Anhaltisches Theater Dessau is a theatre in Dessau, Saxony-Anhalt, Germany, which was called Landestheater Dessau until 1984. It is Mehrspartentheater offering drama, musical theatre (operas, operettas, musicals), ballets, concerts of the Anhaltische Philharmonie orchestra, and puppetry.

Today, the theatre has a capacity of around 1100 spectators and is equipped with one of the largest revolving stages in Germany. In October 2013, the theatre was included as endangered in the Rote Liste Kultur of the Deutscher Kulturrat.

== History ==
Theatre life in Dessau has a long tradition. As early as 1794, there was a permanent theatre ensemble in Dessau. The first venue was the Fürstliche Reitbahn, and the first theatre director was Friedrich Wilhelm Bossann. The Anhalt Philharmonic Orchestra was also founded at this time.

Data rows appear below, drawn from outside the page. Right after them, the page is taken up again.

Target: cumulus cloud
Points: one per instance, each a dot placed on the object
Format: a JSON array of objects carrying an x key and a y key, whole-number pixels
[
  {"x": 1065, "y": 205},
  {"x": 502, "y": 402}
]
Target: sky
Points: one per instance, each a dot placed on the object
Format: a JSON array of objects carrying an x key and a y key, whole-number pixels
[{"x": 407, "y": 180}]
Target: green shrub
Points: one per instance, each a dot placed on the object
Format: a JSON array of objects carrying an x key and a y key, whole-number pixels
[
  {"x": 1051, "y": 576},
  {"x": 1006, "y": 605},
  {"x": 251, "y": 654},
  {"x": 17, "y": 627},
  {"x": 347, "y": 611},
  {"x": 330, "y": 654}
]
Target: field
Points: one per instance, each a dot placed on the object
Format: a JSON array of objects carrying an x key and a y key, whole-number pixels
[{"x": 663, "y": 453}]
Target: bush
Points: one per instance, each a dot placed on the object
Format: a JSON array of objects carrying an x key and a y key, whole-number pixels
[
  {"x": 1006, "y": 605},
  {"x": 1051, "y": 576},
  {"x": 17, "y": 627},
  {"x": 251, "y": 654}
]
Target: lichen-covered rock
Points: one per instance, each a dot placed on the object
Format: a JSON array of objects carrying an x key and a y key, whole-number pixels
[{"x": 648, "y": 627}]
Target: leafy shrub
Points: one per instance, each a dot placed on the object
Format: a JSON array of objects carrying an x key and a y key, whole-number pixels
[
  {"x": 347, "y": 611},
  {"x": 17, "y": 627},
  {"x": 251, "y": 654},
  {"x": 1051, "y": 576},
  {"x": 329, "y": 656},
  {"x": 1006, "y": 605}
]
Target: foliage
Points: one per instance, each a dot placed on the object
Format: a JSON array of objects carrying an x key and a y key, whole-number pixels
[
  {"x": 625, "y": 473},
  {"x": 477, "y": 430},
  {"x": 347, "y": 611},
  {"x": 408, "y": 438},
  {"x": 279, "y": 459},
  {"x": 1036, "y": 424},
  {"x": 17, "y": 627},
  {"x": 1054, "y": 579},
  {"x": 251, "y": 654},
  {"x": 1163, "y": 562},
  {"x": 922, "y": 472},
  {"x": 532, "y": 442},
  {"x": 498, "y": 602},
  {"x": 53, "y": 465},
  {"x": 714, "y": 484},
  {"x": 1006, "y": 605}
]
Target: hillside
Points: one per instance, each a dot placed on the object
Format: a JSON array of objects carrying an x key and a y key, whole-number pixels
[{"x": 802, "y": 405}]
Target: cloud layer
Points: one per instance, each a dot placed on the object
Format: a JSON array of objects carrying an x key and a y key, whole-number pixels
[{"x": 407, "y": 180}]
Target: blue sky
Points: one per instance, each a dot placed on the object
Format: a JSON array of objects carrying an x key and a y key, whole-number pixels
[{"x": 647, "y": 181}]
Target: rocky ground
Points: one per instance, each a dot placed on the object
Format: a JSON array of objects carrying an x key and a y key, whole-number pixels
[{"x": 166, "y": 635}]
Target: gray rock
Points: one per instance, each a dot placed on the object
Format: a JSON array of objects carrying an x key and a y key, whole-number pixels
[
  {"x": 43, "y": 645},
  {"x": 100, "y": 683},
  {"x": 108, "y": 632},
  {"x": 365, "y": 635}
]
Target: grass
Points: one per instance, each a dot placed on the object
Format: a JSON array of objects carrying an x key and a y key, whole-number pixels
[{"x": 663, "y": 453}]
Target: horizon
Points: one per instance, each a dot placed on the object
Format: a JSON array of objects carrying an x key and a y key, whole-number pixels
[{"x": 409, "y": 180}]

By 1798, Friedrich Wilhelm von Erdmannsdorff (Wörlitz Park) erected the first theatre building. As Leopold III, Duke of Anhalt-Dessau had the theatre closed in 1810 for financial reasons as a result of the events of the war, the amateur project Societätstheater once again gained importance for a short time.

After two fires in 1855 (rebuilt) and 1922, the Fürstliche Reitbahn was once again the venue.

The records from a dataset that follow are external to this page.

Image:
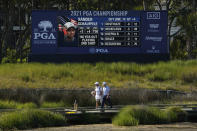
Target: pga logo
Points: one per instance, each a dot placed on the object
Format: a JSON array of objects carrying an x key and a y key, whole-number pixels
[
  {"x": 153, "y": 15},
  {"x": 44, "y": 34}
]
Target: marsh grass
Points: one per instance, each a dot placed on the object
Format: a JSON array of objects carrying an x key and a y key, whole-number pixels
[
  {"x": 52, "y": 104},
  {"x": 30, "y": 118},
  {"x": 8, "y": 104},
  {"x": 134, "y": 115},
  {"x": 83, "y": 75}
]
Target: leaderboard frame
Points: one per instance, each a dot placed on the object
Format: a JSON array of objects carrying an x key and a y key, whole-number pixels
[{"x": 60, "y": 36}]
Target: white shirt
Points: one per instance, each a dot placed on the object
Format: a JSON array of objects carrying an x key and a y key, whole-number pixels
[
  {"x": 98, "y": 90},
  {"x": 106, "y": 90}
]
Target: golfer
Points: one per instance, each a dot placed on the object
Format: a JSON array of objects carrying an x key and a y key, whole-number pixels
[
  {"x": 97, "y": 93},
  {"x": 106, "y": 95}
]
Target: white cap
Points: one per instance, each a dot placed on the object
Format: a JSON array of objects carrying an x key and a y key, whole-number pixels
[
  {"x": 69, "y": 25},
  {"x": 96, "y": 83},
  {"x": 104, "y": 83}
]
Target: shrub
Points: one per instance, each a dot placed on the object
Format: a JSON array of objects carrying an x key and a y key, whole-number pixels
[
  {"x": 189, "y": 77},
  {"x": 134, "y": 115},
  {"x": 7, "y": 104},
  {"x": 52, "y": 104},
  {"x": 29, "y": 105},
  {"x": 30, "y": 119},
  {"x": 175, "y": 114}
]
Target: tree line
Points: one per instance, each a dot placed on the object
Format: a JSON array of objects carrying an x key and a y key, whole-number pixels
[{"x": 15, "y": 22}]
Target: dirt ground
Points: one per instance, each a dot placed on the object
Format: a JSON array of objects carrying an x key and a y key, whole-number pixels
[{"x": 186, "y": 126}]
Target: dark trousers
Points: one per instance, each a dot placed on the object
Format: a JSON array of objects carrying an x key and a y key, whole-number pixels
[{"x": 105, "y": 101}]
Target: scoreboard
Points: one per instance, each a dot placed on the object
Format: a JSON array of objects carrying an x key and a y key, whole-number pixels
[{"x": 99, "y": 33}]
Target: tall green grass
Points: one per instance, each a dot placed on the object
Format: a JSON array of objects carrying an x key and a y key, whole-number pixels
[
  {"x": 83, "y": 75},
  {"x": 27, "y": 119},
  {"x": 134, "y": 115}
]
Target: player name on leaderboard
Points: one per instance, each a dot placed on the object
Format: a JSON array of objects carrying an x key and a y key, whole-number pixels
[{"x": 113, "y": 34}]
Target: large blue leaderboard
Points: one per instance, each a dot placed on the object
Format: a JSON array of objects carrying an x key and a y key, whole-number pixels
[{"x": 99, "y": 32}]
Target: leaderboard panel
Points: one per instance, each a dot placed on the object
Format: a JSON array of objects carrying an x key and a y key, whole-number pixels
[
  {"x": 113, "y": 32},
  {"x": 99, "y": 32}
]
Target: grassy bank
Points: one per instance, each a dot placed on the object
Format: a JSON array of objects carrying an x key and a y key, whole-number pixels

After three years of construction, the present building was completed in 1938 as the largest stage north of the Alps at the time, with 1250 seats. The architects were Friedrich Lipp and Werry Roth. The opening with Weber's Der Freischütz took place in the presence of Adolf Hitler and Joseph Goebbels on 29 May 1938.

After the almost complete destruction during one of the heavy air raids on Dessau on 30 May 1944, the reconstructed theatre was reopened in 1949 with Mozart's The Magic Flute under the directorship of Willy Bodenstein (artistic director from 1949 to 1968). In 1945, the remaining theatre staff found a provisional rehearsal and performance space, and rehearsals began again in November 1945. In December, the first performance of Beethoven's Fidelio took place. Willy Bodenstein followed as artistic director and general director:
- 1968–1973: Karl Schneider
- 1973–1983: Herbert Keller
- 1983–1992: Peter Gogler
- 1992–2009: Johannes Felsenstein
- 2009–2015: André Bücker

In 1994, the theatre, which until then had been called "Landestheater Dessau", was renamed "Anhaltisches Theater".

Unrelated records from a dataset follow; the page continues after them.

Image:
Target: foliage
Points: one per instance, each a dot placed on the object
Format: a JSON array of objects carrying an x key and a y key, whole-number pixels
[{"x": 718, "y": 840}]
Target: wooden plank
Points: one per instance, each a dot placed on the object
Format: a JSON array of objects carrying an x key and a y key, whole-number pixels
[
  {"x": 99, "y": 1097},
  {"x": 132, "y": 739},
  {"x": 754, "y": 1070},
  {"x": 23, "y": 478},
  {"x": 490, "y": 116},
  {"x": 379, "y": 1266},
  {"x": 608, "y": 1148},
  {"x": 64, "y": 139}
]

Due to massive cuts in the state subsidy by the state government of Saxony-Anhalt in 2013, the theatre saw its continued existence as endangered. Even by closing three sections, the savings targets could not be met. General director Bücker was a harsh critic of the cuts. His contract was not extended beyond the 2014/2015 season by the city of Dessau.

Johannes Weigand has been the general director of the Anhaltisches Theater since the 2015/2016 season. Weigand was the opera director of the Wuppertaler Bühnen until 2014.

== Awards ==
In 1954, the theatre received the Vaterländischer Verdienstorden in silver.